Residents of the street in which a convicted sex offender will be released today say there is a real sense of concern among the community.
Ronald van der Plaat, now 82, kept his daughter as a sex slave for more than 20 years and is scheduled to be released from prison to his west Auckland home today, following a parole board decision earlier in the year.
Teressa Thomson, a mother who lives near the Bosun Pl address van der Plaat will now live told Newshub the release will change the way the community operates.
"The concerns I have is what might this do to our property values, how people might have to change their behaviour -- for example children not being about to go and play outside."
Gail, another resident who lives no more than two minutes away from van der Plaat's address, says her sons often ride their bikes down to that end of the street.
It's an activity she says they'll now have to reconsider.
"It is remarkably close...they'll probably be taking another route."
The Dutch-born man was originally sentenced to 15 years and 10 months in jail for the 23-year long sexual abuse of his daughter.
The abuse took place when she was aged between nine and 32 while they lived in Vanuatu and Auckland.
The conditions of van der Plaat's release include having to wear a GPS bracelet and a ban on nearing or entering any locations where children under 16 may gather.
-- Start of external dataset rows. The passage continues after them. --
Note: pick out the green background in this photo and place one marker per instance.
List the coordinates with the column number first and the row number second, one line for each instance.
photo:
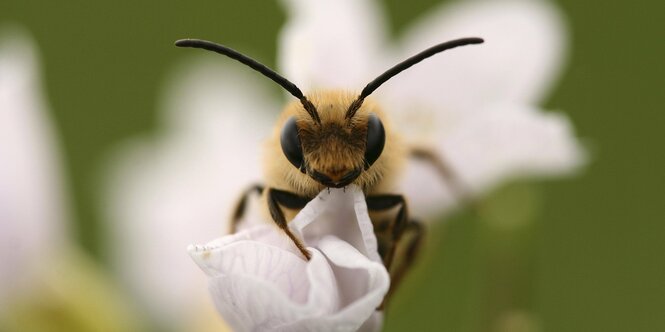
column 589, row 258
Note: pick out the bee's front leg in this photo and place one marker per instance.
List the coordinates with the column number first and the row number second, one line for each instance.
column 275, row 198
column 239, row 211
column 400, row 231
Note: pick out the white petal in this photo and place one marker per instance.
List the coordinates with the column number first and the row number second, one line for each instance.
column 522, row 54
column 262, row 286
column 331, row 44
column 32, row 202
column 339, row 212
column 498, row 144
column 182, row 184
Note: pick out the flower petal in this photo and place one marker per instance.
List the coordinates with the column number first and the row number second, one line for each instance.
column 339, row 212
column 331, row 44
column 523, row 52
column 184, row 183
column 497, row 144
column 32, row 202
column 260, row 285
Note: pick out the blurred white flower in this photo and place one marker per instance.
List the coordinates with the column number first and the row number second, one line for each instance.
column 260, row 281
column 32, row 201
column 474, row 106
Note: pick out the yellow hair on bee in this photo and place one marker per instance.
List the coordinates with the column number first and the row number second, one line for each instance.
column 333, row 147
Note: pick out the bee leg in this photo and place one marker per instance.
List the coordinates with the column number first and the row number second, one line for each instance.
column 239, row 210
column 412, row 241
column 289, row 200
column 395, row 229
column 458, row 187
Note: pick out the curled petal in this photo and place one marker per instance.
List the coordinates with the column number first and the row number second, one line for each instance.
column 523, row 51
column 32, row 203
column 258, row 284
column 500, row 143
column 184, row 182
column 331, row 44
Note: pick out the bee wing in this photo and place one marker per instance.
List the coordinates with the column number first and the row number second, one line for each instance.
column 177, row 187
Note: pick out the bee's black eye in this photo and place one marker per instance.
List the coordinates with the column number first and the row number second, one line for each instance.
column 376, row 138
column 291, row 144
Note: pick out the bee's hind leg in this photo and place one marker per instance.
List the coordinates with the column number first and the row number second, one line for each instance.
column 239, row 211
column 407, row 253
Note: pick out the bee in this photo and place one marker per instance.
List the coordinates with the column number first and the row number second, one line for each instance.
column 332, row 139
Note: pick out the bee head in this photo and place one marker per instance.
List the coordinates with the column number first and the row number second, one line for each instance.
column 336, row 139
column 336, row 150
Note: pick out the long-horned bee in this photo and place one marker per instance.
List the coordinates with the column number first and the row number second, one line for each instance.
column 333, row 138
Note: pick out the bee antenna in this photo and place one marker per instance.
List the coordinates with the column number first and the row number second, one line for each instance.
column 261, row 68
column 406, row 64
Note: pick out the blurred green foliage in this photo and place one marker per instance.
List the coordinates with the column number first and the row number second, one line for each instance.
column 589, row 257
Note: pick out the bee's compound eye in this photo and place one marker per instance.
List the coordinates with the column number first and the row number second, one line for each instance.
column 376, row 138
column 291, row 144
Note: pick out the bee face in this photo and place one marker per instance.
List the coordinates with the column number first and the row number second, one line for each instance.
column 337, row 150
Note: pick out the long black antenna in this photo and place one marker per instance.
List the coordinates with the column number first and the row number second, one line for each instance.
column 398, row 68
column 261, row 68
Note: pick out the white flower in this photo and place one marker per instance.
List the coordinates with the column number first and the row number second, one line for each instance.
column 475, row 106
column 32, row 207
column 260, row 281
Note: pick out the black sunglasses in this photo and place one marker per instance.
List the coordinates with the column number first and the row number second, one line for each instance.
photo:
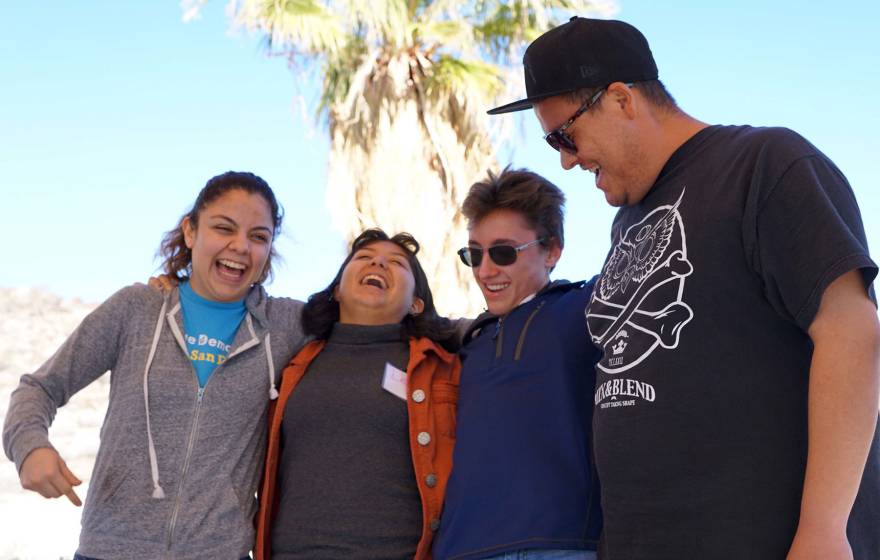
column 559, row 139
column 502, row 255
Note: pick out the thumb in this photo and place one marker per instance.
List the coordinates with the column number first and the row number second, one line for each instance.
column 69, row 476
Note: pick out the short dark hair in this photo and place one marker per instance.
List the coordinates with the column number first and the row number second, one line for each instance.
column 321, row 311
column 177, row 257
column 540, row 202
column 653, row 90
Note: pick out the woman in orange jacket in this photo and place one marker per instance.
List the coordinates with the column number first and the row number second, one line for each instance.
column 361, row 438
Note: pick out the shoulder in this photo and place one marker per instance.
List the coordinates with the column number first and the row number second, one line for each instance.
column 768, row 143
column 284, row 307
column 133, row 298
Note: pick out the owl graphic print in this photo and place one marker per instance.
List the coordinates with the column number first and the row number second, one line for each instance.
column 638, row 306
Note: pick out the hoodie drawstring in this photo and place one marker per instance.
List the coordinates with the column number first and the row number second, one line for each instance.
column 158, row 493
column 273, row 392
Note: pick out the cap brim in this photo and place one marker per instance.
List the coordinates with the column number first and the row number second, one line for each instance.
column 526, row 103
column 520, row 105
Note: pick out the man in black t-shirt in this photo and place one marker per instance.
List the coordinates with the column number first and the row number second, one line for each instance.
column 736, row 400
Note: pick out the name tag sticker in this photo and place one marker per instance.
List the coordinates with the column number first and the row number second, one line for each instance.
column 394, row 381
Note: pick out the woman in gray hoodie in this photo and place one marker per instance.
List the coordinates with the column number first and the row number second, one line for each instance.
column 192, row 374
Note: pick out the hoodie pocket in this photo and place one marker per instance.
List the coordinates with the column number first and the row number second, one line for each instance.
column 214, row 513
column 120, row 507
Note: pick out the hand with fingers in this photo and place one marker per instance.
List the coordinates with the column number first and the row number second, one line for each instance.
column 45, row 472
column 164, row 282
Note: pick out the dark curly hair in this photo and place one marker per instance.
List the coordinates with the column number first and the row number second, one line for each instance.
column 177, row 257
column 321, row 311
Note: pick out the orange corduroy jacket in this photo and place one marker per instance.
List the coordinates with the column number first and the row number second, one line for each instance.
column 432, row 393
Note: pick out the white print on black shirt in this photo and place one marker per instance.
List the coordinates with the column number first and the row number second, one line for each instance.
column 650, row 259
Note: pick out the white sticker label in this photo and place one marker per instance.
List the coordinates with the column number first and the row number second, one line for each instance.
column 394, row 381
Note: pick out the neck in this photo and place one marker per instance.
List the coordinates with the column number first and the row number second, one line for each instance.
column 366, row 317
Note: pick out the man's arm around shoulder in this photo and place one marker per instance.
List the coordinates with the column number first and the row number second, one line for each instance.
column 843, row 398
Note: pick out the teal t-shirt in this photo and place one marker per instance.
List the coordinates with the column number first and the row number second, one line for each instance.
column 210, row 328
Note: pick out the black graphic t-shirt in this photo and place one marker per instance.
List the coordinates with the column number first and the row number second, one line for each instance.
column 702, row 312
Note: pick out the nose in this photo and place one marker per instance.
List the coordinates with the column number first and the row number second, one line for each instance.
column 567, row 160
column 240, row 243
column 487, row 268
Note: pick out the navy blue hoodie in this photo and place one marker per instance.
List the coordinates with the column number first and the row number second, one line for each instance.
column 523, row 475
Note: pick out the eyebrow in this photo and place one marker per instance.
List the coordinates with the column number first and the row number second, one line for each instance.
column 394, row 253
column 231, row 221
column 502, row 241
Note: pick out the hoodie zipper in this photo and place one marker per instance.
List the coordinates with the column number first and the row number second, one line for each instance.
column 522, row 335
column 498, row 336
column 189, row 448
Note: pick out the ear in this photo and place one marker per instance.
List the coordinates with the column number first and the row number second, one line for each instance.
column 417, row 306
column 189, row 232
column 624, row 99
column 554, row 252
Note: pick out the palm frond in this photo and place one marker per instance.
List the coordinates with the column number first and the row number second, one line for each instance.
column 305, row 26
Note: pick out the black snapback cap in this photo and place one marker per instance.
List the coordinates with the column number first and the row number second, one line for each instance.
column 583, row 53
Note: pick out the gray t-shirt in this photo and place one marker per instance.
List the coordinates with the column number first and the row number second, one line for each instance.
column 346, row 483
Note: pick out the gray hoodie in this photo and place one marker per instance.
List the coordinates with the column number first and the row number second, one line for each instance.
column 178, row 466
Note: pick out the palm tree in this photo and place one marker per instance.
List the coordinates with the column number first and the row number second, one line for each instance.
column 406, row 84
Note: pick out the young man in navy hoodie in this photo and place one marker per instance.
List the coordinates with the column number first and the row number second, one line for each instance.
column 523, row 483
column 736, row 403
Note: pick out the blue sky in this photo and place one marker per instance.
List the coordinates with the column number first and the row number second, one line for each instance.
column 114, row 114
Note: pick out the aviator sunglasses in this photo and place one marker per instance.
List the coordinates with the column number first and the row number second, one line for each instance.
column 559, row 139
column 502, row 255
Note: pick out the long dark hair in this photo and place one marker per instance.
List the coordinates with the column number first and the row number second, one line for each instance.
column 321, row 311
column 177, row 257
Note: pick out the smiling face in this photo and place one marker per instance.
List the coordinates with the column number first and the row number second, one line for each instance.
column 607, row 140
column 504, row 287
column 230, row 245
column 377, row 286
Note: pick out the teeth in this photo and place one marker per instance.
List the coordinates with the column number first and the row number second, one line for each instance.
column 375, row 278
column 232, row 264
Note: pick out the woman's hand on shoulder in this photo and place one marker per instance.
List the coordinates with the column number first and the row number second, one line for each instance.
column 45, row 472
column 164, row 283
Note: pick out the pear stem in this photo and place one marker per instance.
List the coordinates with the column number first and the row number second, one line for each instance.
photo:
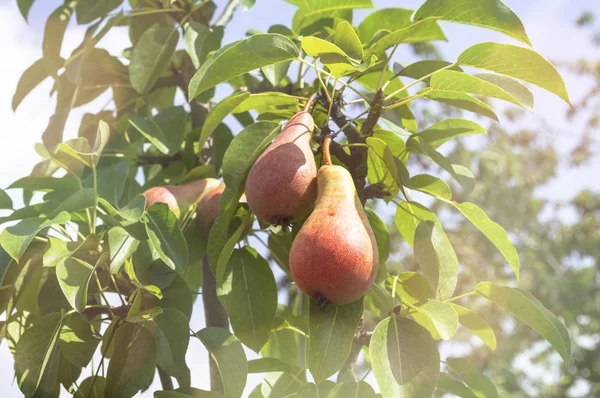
column 311, row 101
column 326, row 151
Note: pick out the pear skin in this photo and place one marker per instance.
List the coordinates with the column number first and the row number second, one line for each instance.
column 334, row 257
column 281, row 185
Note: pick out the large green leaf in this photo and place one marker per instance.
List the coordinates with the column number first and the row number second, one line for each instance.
column 88, row 10
column 37, row 356
column 476, row 325
column 249, row 294
column 331, row 336
column 171, row 331
column 151, row 55
column 16, row 239
column 530, row 311
column 226, row 350
column 133, row 361
column 425, row 30
column 518, row 62
column 219, row 112
column 241, row 57
column 436, row 258
column 404, row 357
column 491, row 14
column 439, row 318
column 481, row 386
column 510, row 90
column 165, row 237
column 493, row 231
column 77, row 341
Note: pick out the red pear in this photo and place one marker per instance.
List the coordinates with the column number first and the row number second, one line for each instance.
column 281, row 185
column 334, row 257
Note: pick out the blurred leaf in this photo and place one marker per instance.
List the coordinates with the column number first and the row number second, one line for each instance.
column 437, row 317
column 257, row 51
column 404, row 357
column 16, row 239
column 151, row 55
column 165, row 237
column 331, row 336
column 77, row 343
column 491, row 14
column 477, row 381
column 249, row 294
column 476, row 325
column 229, row 356
column 518, row 62
column 132, row 364
column 89, row 10
column 530, row 311
column 37, row 356
column 436, row 258
column 494, row 232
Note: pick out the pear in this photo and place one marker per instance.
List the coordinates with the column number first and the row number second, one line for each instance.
column 181, row 197
column 281, row 185
column 334, row 257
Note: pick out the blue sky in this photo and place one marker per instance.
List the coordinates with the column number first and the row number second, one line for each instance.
column 549, row 24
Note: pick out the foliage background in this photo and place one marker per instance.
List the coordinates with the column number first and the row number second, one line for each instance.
column 545, row 160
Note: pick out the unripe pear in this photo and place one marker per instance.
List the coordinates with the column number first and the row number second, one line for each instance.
column 179, row 197
column 334, row 257
column 281, row 185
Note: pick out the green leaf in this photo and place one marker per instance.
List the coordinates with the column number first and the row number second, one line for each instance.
column 154, row 134
column 410, row 287
column 351, row 388
column 491, row 14
column 450, row 385
column 165, row 237
column 256, row 51
column 404, row 357
column 431, row 185
column 171, row 331
column 219, row 112
column 407, row 219
column 518, row 62
column 436, row 258
column 77, row 342
column 24, row 7
column 16, row 239
column 37, row 356
column 226, row 350
column 132, row 363
column 121, row 246
column 33, row 76
column 510, row 91
column 437, row 317
column 74, row 276
column 347, row 39
column 382, row 236
column 530, row 311
column 5, row 201
column 425, row 30
column 477, row 381
column 151, row 55
column 88, row 10
column 331, row 336
column 460, row 100
column 249, row 294
column 476, row 325
column 442, row 131
column 494, row 232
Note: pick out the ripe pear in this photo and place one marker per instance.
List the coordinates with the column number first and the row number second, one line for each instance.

That includes children's parks, schools, kindergartens, beaches, childcare centres, or libraries.
Ms Thomson says the community has had several meetings prior to his release in which they have been briefed by the Department of Corrections as to what it means for them.
"We were informed of his monitoring plan, and my interpretations is that we, as the community, are responsible for reporting any breaches of his parole. And we are to ring 111 immediately if he does breach any of those conditions."
Corrections has also made an application to the High Court to allow the conditions to remain in place for 10 years.
Peninsula Primary School, which is less than 400 metres away from Bosun Pl, issued a warning on the front page of its newsletter.
Principal Teresa Burn told parents Corrections would be alerted within five minutes of a parole breach and said all she could do was trust the plan will work if van der Plaat tries to do anything.
The news has also angered Jess McVicar of the Sensible Sentencing Trust who says the Parole Board's decision is an "absolute disgrace".
"This again is a failure in our justice system; it is basically setting up another victim for him.
"The fact the report says 'future victims' gives me the shivers, they know he will offend again yet he is going to be released. Every mother will be living in fear because our justice system has once again failed us."
van Der Plaat was released in 2010, but sent back to jail after being seen holding hands with a girl of about five years old in Auckland.
The Parole Board had to release van der Plaat as he was sentenced before compulsory detention rules came into force, and had served his full sentence.
That's despite the fact the board believed he had a medium to high risk of reoffending and he still continued to deny his crimes.